This is Rosemary Lavender Cake recipe on Mother’s day that is filled with Honey Lavender Buttercream and decorated with extra Rosemary and Lavender.
Make your mother feel special this Mother’s day by making a special yummy cake for her.
Rosemary Lavender Cake Recipe
Serves: 10 to 14 people
Ingredients you will need:
a) 3 cups cake flour, sifted
b) 1 3/4 cups sugar
c) 5 large egg whites at room temperature
d) 1 cup whole milk at room temperature
e) 1 tablespoon + 1 teaspoon baking powder
f) 3/4 teaspoon salt
g) 2 1/2 teaspoons pure vanilla extract
h) 12 tablespoons unsalted butter, room temperature
i) 3 teaspoons fresh rosemary, chopped
j) 3-4 sprigs of fresh lavender (optional)
k) 3-4 springs of fresh rosemary (optional)
a) 5 egg whites
b) 1 lb (2 cups) room temperature butter
c) 1 cup sugar, divided
d) 1/4 cup honey
f) candy thermometer
g) 1 teaspoon vanilla extract
h) 1 teaspoon lavender extract
For the cake:
a) Preheat oven to 350 degrees. Prepare three 8″ cake pans with parchment and pam.
b) In a medium bowl combine the egg whites chopped vanilla and rosemary and set aside.
c) In the bowl of an electric mixer fitted with the paddle attachment, combine baking powder, flour, sugar, and salt together on low speed for 30 seconds.
d) Add the butter, and mix on a low speed until it gets mixed.
e) Add milk and mix until it combined. Increase to medium speed and mix for 1 to 2 minutes.
f) Scrape the sides of the bowl and start adding the egg mixture in 2 separate groups, beat on medium speed until it is get mixed well.
g) Divide the batter between the three cake pans.
h) Bake for 25 to 30 minutes or until a toothpick comes out clean.
i) Let cool on racks until cooled fully.
For the buttercream
a) In a small saucepan put 3/4 cup of sugar. Cover the sugar with a little bit of water until the sugar looks like wet sand.
b) Cook on a stove top over high heat until it reaches 248 deg (you will need a candy thermometer).
c) While the sugar is cooking, whip eggs whites in a bowl of an electric mixer fitted with the paddle attachment at a high speed until the egg whites reach soft peaks.
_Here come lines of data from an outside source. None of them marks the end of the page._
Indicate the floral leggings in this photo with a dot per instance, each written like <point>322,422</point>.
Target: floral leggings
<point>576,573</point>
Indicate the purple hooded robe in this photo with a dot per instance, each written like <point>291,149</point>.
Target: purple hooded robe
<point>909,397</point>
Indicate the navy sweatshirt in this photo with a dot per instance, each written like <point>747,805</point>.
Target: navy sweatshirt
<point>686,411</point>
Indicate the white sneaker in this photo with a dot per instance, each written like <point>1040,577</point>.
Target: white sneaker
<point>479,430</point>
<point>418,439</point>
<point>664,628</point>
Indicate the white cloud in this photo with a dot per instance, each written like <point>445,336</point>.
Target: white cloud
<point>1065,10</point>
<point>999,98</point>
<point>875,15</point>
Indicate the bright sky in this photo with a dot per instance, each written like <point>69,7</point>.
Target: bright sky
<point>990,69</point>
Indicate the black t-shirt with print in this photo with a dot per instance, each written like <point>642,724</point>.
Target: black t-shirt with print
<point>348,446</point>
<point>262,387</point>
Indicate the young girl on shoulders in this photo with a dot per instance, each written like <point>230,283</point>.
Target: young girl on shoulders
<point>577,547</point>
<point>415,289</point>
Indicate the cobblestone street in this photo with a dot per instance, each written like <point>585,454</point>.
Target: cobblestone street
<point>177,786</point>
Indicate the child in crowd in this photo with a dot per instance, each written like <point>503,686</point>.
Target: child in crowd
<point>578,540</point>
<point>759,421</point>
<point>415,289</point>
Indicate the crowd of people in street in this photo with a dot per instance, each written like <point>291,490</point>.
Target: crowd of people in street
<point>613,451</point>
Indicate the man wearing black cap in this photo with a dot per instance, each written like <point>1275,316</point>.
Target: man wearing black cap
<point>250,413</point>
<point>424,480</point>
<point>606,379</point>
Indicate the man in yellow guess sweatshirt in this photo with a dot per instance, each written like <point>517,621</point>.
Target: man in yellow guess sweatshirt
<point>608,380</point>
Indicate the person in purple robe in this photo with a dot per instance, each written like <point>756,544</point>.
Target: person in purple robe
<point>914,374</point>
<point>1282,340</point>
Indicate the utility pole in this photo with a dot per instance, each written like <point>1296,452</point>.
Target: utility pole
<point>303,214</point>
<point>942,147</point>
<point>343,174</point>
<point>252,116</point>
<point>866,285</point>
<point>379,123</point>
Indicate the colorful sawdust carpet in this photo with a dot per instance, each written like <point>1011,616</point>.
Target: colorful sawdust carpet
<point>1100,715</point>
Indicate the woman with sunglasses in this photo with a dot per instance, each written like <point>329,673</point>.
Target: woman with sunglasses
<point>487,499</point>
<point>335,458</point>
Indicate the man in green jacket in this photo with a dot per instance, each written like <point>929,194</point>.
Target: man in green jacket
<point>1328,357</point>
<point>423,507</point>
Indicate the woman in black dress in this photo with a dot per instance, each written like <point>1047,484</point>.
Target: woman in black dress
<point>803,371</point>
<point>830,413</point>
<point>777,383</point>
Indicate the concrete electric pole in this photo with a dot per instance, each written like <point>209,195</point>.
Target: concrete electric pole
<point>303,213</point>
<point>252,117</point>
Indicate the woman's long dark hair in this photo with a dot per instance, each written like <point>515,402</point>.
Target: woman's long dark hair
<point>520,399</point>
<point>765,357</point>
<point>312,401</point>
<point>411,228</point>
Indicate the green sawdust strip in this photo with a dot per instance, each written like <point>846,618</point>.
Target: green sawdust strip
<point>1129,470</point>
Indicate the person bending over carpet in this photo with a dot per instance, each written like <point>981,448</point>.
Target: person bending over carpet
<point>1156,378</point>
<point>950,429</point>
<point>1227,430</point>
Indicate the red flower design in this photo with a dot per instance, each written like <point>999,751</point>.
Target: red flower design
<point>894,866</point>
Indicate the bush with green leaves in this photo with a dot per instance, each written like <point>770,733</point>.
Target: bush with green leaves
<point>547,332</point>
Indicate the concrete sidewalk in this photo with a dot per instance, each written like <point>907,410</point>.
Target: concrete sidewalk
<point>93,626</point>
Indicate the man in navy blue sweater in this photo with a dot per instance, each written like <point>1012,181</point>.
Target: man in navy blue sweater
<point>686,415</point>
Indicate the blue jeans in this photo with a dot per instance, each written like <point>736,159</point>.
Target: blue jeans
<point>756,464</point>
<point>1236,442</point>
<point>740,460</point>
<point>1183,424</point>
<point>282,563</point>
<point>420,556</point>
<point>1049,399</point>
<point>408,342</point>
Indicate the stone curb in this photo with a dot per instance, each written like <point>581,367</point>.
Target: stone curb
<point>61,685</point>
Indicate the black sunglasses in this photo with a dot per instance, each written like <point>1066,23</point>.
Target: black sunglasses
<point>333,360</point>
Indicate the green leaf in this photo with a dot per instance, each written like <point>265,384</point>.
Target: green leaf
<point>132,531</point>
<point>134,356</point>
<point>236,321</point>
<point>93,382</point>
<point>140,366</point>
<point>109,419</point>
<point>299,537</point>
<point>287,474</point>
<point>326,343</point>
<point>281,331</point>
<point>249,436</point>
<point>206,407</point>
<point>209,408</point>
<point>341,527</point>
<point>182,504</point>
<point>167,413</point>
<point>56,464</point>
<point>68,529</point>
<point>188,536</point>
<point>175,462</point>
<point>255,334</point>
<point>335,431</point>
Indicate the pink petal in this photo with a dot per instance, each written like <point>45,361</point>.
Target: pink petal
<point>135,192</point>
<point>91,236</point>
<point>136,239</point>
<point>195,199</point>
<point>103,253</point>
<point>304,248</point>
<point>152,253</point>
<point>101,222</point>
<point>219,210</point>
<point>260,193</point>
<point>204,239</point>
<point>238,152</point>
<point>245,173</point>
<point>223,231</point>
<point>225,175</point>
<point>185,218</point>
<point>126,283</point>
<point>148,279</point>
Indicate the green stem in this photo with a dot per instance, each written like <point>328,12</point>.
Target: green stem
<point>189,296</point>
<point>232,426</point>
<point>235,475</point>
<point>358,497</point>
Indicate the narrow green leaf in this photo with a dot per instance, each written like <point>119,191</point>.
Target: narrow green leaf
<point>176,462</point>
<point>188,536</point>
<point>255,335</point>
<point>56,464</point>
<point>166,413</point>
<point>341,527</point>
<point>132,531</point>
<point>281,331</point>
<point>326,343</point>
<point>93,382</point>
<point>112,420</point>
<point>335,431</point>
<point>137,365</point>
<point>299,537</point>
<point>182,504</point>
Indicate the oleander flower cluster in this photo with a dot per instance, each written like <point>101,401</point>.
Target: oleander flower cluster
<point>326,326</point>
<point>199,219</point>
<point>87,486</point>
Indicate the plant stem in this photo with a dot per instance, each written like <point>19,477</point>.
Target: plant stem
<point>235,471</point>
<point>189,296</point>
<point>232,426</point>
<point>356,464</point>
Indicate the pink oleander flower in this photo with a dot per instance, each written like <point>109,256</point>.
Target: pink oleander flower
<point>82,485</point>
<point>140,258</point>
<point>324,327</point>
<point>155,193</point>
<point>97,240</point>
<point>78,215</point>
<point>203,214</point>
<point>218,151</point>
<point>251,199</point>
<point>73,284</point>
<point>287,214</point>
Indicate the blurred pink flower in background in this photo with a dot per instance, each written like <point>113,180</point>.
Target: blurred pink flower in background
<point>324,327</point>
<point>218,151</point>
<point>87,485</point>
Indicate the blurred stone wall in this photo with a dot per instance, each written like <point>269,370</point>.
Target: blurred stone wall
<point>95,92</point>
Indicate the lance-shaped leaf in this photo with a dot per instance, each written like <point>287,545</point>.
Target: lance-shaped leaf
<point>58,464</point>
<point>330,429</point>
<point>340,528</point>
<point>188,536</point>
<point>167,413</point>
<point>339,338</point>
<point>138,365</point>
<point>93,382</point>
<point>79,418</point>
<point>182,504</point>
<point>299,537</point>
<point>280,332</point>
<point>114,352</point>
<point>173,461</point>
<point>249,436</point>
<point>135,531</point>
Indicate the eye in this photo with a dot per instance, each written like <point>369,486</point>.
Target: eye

d) Once the egg whites reach soft peaks add the leftover 1/4 cup of sugar and mix on a high speed until it reaches stiff peaks. Keep mixing the egg whites at a high speed until the sugar are done the cooking.
e) Once the sugar reaches 248 deg, put the mixer on high speed and stream sugar into egg white mixture. Mix on a high speed for 30 minutes.
f) After 30 minutes, add the room temperature butter and mix on a high speed for 5 to 10 minutes until the butter is completely mixed and the mixture looks like buttercream.
g) Add lavender, honey, and vanilla and mix until just mixed.
a) Once cakes cool down, take it out of the pans, and put one layer onto a cake plate. Spread 1 cup of frosting on the cake using an offset spatula.
b) Turn the second layer upside down and gently put it on top of the first layer. Spread another cup of frosting on the cake.
c) Turn the third layer upside down and gently put in on top of the second layer.
d) Spread a huge amount of frosting on the top of the cake. Spread the frosting to the edge of the cake and then begin to work your way down the sides.
e) Using an offset spatula or a bench scraper, scrape few of the frosting off the sides of the cake so you can see the cake layers.
f) Using string, tie together a couple of springs of rosemary and lavender and put it on top of the cake.